Oil prices rose on Monday, hitting their highest levels in more than two years supported by economic recovery and the prospect of fuel demand growth as vaccination campaigns in developed countries accelerate.
Brent was up 73 cents, or 1%, at $73.42 per barrel, its highest since May 2019.
“The two leading crude markers are trading at (almost) two-and-a-half-year highs amid a potent bullish cocktail of demand optimism and OPEC+ supply cuts,” said Stephen Brennock of oil broker PVM.
“This backdrop of strengthening oil fundamentals have helped underpin heightened levels of trading activity.”
Motor vehicle traffic is returning to pre-pandemic levels in North America and much of Europe, and more planes are in the air as anti-coronavirus lockdowns and other restrictions are being eased, driving three weeks of increases for the oil benchmarks.
The mood was also buoyed by the G7 summit where the world’s wealthiest Western countries sought to project an image of cooperation on key issues such as recovery from the COVID-19 pandemic and the donation of 1 billion vaccine doses to poor nations.
The International Energy Agency (IEA) said on Friday that it expected global demand to return to pre-pandemic levels at the end of 2022, more quickly than previously anticipated.
IEA urged the Organization of the Petroleum Exporting Countries (OPEC) and allies, known as OPEC+, to increase output to meet the rising demand.
The OPEC+ group has been restraining production to support prices after the pandemic wiped out demand in 2020, maintaining strong compliance with agreed targets in May.

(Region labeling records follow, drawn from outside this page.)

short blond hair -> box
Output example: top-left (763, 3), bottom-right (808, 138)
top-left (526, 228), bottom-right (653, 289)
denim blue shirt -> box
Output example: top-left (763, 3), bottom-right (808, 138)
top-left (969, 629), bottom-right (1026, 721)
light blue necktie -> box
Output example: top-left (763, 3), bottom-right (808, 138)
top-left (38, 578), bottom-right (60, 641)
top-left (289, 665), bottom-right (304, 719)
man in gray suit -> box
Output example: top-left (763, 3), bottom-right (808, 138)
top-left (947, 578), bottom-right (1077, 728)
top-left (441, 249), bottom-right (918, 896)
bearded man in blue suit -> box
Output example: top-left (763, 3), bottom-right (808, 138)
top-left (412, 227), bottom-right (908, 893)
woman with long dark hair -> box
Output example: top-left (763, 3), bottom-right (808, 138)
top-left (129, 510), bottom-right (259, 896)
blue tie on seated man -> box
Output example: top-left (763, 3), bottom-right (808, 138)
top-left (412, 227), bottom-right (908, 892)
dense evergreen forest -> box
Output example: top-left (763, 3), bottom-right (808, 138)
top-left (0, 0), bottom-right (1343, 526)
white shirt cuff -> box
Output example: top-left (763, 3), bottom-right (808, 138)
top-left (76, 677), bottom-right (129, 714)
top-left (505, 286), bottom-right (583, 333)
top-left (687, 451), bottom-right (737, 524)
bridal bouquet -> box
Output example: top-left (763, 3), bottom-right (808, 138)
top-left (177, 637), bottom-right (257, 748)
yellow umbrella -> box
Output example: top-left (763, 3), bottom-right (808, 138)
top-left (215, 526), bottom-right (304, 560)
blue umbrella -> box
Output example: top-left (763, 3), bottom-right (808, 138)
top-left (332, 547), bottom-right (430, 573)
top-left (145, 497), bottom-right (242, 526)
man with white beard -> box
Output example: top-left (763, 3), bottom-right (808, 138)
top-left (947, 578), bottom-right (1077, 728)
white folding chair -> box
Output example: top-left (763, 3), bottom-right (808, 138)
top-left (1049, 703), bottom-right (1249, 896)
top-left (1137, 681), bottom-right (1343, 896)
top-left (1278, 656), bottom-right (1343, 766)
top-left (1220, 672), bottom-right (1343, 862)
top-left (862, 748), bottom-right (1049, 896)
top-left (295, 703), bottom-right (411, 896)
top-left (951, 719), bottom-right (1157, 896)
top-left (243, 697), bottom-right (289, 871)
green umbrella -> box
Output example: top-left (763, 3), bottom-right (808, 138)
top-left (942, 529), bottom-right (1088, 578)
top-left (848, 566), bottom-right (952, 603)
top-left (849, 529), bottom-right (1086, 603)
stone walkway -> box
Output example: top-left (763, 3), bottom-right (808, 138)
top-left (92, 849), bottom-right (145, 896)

On the supply side, heavy maintenance seasons in Canada and the North Sea also helped prices stay high, Dickson said.
U.S. oil rigs in operation rose by six to 365, the highest since April 2020, energy services company Baker Hughes Co said in its weekly report.
It was the biggest weekly increase of oil rigs in a month, as drilling companies sought to benefit from rising demand.